Structured logging

The individual contribution I’ve been doing has got me thinking about logging on our service.

I’ve been leading on incidents, doing support work, and exploring our codebase for fixes.

I’ve noticed we have room for growth when it comes to our logging, in particular could we move to structured logging?

What is structured logging

Charity Majors does a great job outlining logs vs structured events as well as a deeper dive into “structured events”.

I can’t improve on what Charity wrote, go read it.

Why it’s important

Structured logging makes log analysis, diagnosing issues, and finding patterns a lot simpler.

It can help identify bottlenecks in a system much faster than currently possible in our service.

There are a lot of other benefits but for the purpose of our system those are the main ones I care about.

Where it fits on a legacy project

From my experience and general reading, structured logging is especially useful in a large, distributed systems (I’m looking at you SRE Handbook).

However, this is not our system.

Ours is actually pretty straightforward, we don’t have hundreds of servers processing millions of requests per second.

This partly explains our logging situation.

I don’t think the original developers believed the system was complex enough to warrant the time it would take to implement structured logs –– or it just wasn’t a priority.

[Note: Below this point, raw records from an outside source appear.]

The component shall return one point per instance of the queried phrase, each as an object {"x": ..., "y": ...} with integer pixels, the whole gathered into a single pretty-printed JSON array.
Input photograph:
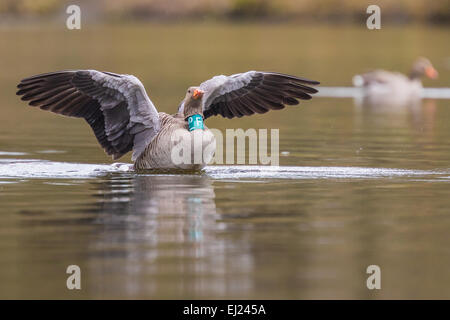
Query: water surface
[{"x": 356, "y": 185}]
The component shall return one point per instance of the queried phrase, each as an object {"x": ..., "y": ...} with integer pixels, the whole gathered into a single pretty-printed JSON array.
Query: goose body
[
  {"x": 159, "y": 152},
  {"x": 383, "y": 86},
  {"x": 124, "y": 119}
]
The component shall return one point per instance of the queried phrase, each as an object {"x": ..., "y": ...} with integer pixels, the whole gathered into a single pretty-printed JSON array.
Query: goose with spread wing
[{"x": 124, "y": 119}]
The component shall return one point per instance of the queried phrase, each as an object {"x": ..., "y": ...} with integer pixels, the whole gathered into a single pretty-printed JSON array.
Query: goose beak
[
  {"x": 198, "y": 93},
  {"x": 431, "y": 73}
]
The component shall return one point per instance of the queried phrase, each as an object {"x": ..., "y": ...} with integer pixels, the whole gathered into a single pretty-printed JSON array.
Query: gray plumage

I also wonder if some of the “Monolithic System Assumptions” outlined in Charity Major’s blog applied to the service when it was created:

  • We have a monolith service, or a very small number of services. We can model the system in our heads.
  • Logging is done to local disk, which can impact performance
  • Disks are expensive
  • Log lines are spat out inline with execution. A poorly placed printf can take the whole system down.
  • Investigation is rare, and usually means a human reading error logs.
  • Logging is of poor utility for understanding internal states or execution paths; you should just read the code or use a debugger. (There are few or network hops between functions.)
  • Logging is mostly useful for detecting certain terminal crash states or connection errors.

However, I sense a gap between what we have now and where we could be.

This is especially true for diagnosing issues and running sophisticated queries on our logs.

I believe there’s real value in investing time to improve our logging…and implementing at least some type of structure onto our logs.

A note on FreeRADIUS

It’s a bit of a pickle.

We’re constrained by FreeRADIUS, one of our key components, because its approach to logging is less than ideal (imo).

The verbose logging setting logs every packet line received by the RADIUS server which is a bit too verbose for our needs.

Eduroam has implemented some promising custom logging in its FreeRADIUS configuration which I think is worth exploring further.

Next steps

FreeRADIUS logging

The biggest gain would be in advancing our FreeRADIUS logging capabilities because this is where most things which can go “wrong” in our system do.

It would be great to have more visibility (dare I say observability?) over this component.

Like I mentioned, Eduroam has produced some interesting material on how to improve logging for FreeRADIUS and if you’re curious start there.

My 10% project spiked their approach and is ready to be picked up by other members of the team.

Agree on vision

I’d like to get the team together to discuss what “good” logging looks like across our applications and infrastructure.

I’m especially curious about the assumptions and habits around logging each person has developed.

Once we get a sense of the direction we’d like to go as a team we can begin to propose work and develop a plan for implementation.